I think there is a sense in which this is true for us, but I think teleios implies attaining the goal or purpose for which we exist.   The sense of teleios/perfection  is the completion of the process, whereas maturation and ripening refer to the ongoing process – not the goal, but a stage in the process toward the goal.  The banana is going to continue to ripen, it doesn’t attain a stage of ripeness and then stop ripening.   It will become overripe and then rotten.

I do think our Lord Jesus intended for us to mature, but that is to keep us moving toward the goal – the teleios/perfection, which He had in mind for us.

On the cross, Jesus says, “It is finished”  (John 19:30)  and uses the same word “teleios” but means the goal/purpose  is accomplished or achieved or has been fulfulled.

Theologically we would say God is always teleios, he is not being perfected or moving toward perfection, unlike us his human creatures.    God says, “I am who I am” (Exodus 3:14).   God is the One Who Is, not one who is becoming, but being itself.   We humans on the other hand are to attain the goal.

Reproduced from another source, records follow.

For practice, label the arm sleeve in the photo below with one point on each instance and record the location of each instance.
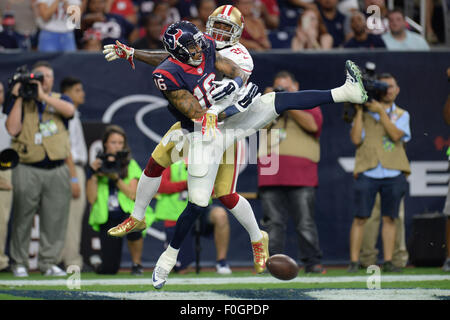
(402, 123)
(318, 118)
(165, 81)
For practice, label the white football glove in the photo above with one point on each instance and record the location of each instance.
(119, 50)
(224, 88)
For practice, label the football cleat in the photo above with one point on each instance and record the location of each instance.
(131, 224)
(354, 87)
(261, 253)
(162, 269)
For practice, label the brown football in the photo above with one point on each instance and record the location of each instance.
(282, 267)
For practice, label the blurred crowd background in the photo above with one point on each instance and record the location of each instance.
(269, 24)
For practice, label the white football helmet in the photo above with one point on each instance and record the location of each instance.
(229, 34)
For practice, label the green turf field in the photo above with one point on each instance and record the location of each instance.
(412, 283)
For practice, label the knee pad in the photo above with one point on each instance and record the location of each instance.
(153, 169)
(230, 200)
(199, 197)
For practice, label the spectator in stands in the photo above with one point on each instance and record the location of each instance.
(269, 12)
(399, 38)
(254, 36)
(446, 114)
(376, 14)
(5, 187)
(55, 33)
(25, 25)
(381, 166)
(112, 27)
(111, 195)
(311, 33)
(41, 180)
(205, 8)
(429, 31)
(77, 161)
(124, 8)
(304, 4)
(167, 9)
(153, 31)
(171, 201)
(8, 37)
(361, 38)
(290, 193)
(334, 21)
(369, 253)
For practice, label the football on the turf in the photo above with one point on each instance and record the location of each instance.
(282, 267)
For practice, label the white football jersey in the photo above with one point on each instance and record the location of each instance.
(239, 55)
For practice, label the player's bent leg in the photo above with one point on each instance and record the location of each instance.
(168, 258)
(148, 186)
(351, 91)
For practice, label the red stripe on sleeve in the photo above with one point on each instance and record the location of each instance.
(168, 75)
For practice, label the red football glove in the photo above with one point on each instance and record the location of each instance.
(119, 50)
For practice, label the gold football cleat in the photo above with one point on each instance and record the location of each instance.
(261, 252)
(129, 225)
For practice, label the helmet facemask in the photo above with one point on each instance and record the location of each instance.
(194, 48)
(223, 38)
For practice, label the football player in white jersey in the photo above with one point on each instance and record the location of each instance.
(225, 25)
(263, 110)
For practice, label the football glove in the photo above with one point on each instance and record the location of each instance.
(247, 96)
(119, 50)
(223, 88)
(209, 123)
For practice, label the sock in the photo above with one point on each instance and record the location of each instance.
(184, 223)
(302, 100)
(171, 252)
(146, 190)
(222, 262)
(243, 213)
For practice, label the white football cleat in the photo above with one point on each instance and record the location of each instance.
(20, 271)
(223, 269)
(353, 89)
(162, 269)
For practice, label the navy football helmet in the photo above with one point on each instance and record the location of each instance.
(183, 40)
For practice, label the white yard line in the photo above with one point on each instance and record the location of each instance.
(221, 280)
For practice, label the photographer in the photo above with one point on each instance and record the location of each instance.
(379, 132)
(5, 187)
(111, 191)
(290, 193)
(38, 122)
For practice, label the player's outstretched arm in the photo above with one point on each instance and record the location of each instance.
(119, 50)
(152, 58)
(186, 103)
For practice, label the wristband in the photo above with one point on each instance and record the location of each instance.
(239, 81)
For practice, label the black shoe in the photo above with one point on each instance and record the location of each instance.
(137, 270)
(389, 267)
(316, 268)
(353, 267)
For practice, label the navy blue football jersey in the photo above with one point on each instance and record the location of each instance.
(172, 74)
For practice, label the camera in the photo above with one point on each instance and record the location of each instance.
(375, 89)
(112, 163)
(28, 90)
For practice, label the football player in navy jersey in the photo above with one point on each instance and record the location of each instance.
(260, 112)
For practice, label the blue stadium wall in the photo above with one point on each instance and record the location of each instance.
(129, 98)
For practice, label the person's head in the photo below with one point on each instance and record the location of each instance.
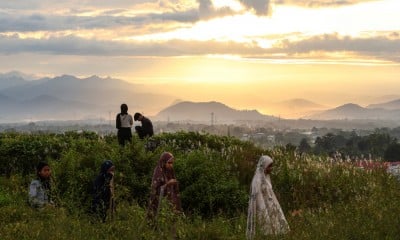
(166, 160)
(265, 164)
(107, 167)
(137, 116)
(124, 108)
(43, 170)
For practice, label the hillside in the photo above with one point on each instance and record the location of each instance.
(66, 97)
(207, 112)
(391, 105)
(354, 111)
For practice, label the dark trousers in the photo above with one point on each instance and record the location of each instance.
(124, 135)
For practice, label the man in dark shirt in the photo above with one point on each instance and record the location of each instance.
(146, 130)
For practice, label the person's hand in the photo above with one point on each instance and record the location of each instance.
(172, 181)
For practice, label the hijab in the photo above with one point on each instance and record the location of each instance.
(264, 209)
(159, 189)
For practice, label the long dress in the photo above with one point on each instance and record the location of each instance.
(264, 213)
(160, 189)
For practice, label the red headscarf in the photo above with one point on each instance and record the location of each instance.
(159, 187)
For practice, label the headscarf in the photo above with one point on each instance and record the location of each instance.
(264, 209)
(124, 109)
(159, 189)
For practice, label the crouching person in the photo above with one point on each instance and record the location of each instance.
(40, 188)
(103, 192)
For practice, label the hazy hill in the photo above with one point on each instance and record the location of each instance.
(395, 104)
(295, 108)
(204, 111)
(354, 111)
(68, 96)
(8, 80)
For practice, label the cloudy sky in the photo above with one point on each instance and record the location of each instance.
(245, 53)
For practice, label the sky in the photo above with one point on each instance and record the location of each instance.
(248, 54)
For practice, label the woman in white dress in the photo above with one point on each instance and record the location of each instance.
(265, 214)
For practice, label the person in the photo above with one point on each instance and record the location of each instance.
(124, 124)
(146, 130)
(103, 191)
(164, 185)
(264, 211)
(40, 188)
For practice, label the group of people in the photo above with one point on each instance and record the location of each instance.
(264, 216)
(163, 185)
(124, 122)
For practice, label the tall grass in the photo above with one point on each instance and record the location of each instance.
(321, 199)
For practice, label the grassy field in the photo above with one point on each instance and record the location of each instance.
(321, 199)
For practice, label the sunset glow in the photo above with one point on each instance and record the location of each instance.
(246, 54)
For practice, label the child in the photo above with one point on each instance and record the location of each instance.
(164, 184)
(39, 190)
(103, 198)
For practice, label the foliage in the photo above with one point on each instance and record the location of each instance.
(321, 198)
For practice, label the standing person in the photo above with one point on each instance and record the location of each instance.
(103, 192)
(40, 188)
(124, 124)
(146, 130)
(264, 212)
(164, 184)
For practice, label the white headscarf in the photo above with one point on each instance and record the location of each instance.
(264, 209)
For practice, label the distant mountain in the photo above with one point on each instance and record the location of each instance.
(71, 96)
(207, 112)
(391, 105)
(8, 80)
(295, 108)
(354, 111)
(300, 103)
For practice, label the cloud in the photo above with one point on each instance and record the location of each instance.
(261, 7)
(72, 45)
(39, 22)
(379, 47)
(383, 47)
(110, 19)
(320, 3)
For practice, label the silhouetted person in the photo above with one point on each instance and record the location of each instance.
(146, 130)
(124, 124)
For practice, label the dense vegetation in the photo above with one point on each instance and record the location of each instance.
(321, 199)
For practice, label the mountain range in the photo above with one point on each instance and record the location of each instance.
(214, 112)
(71, 98)
(66, 97)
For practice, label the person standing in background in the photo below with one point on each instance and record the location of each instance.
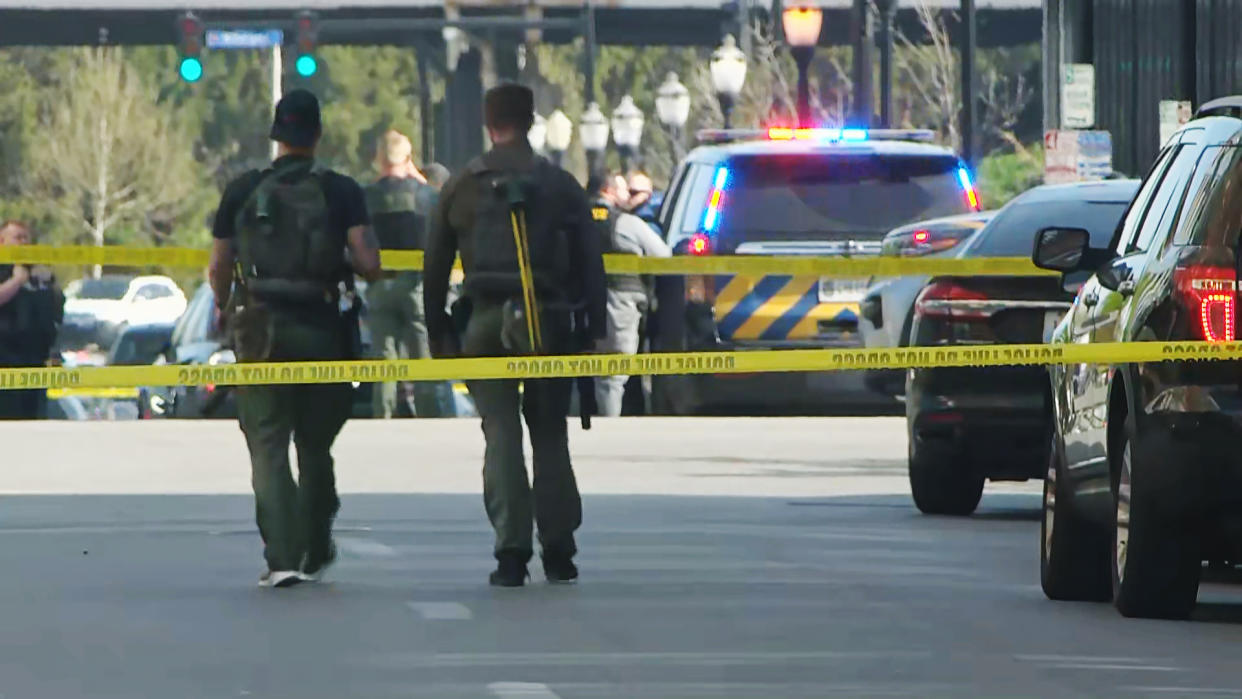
(31, 309)
(399, 210)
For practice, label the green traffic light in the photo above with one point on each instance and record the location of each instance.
(306, 65)
(191, 68)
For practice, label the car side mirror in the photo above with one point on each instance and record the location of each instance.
(1061, 250)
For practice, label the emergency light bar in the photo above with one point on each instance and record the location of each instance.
(821, 135)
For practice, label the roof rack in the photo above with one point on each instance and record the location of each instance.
(1221, 107)
(815, 134)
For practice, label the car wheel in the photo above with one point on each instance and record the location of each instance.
(939, 482)
(671, 396)
(1155, 563)
(1073, 553)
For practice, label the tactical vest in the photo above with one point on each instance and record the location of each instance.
(506, 196)
(605, 216)
(286, 245)
(396, 217)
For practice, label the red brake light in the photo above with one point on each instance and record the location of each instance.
(1211, 297)
(699, 245)
(948, 299)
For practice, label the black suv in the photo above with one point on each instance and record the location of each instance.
(1144, 477)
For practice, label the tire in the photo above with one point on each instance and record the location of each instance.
(1155, 564)
(940, 483)
(1073, 553)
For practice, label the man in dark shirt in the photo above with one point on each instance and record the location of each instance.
(31, 309)
(287, 229)
(565, 278)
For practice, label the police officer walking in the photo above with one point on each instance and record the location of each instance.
(287, 230)
(394, 312)
(533, 282)
(629, 301)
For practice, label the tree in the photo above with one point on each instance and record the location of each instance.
(112, 162)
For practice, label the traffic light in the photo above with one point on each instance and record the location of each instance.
(190, 30)
(306, 63)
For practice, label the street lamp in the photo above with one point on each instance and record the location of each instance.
(673, 109)
(560, 133)
(728, 75)
(802, 27)
(627, 122)
(538, 133)
(593, 129)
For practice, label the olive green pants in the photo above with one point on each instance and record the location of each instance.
(399, 330)
(294, 518)
(513, 503)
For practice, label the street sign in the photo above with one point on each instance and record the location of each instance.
(245, 39)
(1078, 97)
(1173, 114)
(1077, 157)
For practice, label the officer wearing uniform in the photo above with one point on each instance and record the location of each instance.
(287, 230)
(396, 204)
(507, 212)
(629, 302)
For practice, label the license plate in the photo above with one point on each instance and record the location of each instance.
(838, 291)
(1051, 319)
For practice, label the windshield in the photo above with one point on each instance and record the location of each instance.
(1011, 234)
(809, 196)
(112, 288)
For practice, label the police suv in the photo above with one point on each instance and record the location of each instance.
(788, 191)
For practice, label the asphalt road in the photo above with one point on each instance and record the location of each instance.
(720, 558)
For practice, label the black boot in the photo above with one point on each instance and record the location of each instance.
(511, 571)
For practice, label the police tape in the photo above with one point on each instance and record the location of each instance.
(612, 364)
(411, 260)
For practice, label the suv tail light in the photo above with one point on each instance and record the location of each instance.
(951, 301)
(1210, 296)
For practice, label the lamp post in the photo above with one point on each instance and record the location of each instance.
(627, 122)
(673, 109)
(593, 129)
(802, 27)
(728, 75)
(538, 133)
(560, 133)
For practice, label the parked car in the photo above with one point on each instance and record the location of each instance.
(1144, 477)
(788, 191)
(887, 311)
(970, 425)
(97, 309)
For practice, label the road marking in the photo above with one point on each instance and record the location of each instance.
(521, 690)
(441, 610)
(365, 548)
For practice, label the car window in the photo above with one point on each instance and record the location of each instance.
(1166, 200)
(675, 193)
(821, 196)
(1215, 211)
(1011, 234)
(689, 209)
(1139, 206)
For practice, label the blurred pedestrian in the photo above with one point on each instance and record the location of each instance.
(629, 299)
(287, 229)
(530, 260)
(31, 309)
(399, 210)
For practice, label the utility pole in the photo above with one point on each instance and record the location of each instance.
(969, 93)
(865, 61)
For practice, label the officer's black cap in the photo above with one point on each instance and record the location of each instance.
(297, 119)
(509, 106)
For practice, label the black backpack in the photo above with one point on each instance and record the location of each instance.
(508, 196)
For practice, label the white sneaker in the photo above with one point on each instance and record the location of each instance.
(280, 579)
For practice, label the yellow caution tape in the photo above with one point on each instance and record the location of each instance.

Going back to the notion that becoming perfect is like ripening fruit, we can ask, what is the goal of a banana?    To ripen?  No, ripening is the process by which the fruit provides for its seeds the opportunity to bring forth new life.   Producing more fruit is the goal/teleios of any fruit.   The purpose of a tree producing fruit is to produce more fruit!  That is a spiritual truth which is supported by the ideas of evolution and natural selection.

In that sense our goal as Christians is not merely to mature, though this is what we are to do (see Ephesians 4:11-13).    The real goal of the Christian life is to live in such a way as to bear fruit and thus plant more seeds to bring forth more fruit to the glory of God.   We are to bear fruit in order to bring forth more life.

Jesus said, “I am the true vine, and my Father is the vinedresser.  Every branch of mine that bears no fruit, he takes away, and every branch that does bear fruit he prunes, that it may bear more fruit. … By this my Father is glorified, that you bear much fruit, and so prove to be my disciples.  …  You did not choose me, but I chose you and appointed you that you should go and bear fruit and that your fruit should abide; so that whatever you ask the Father in my name, he may give it to you”  (John 15:1-2,8,16).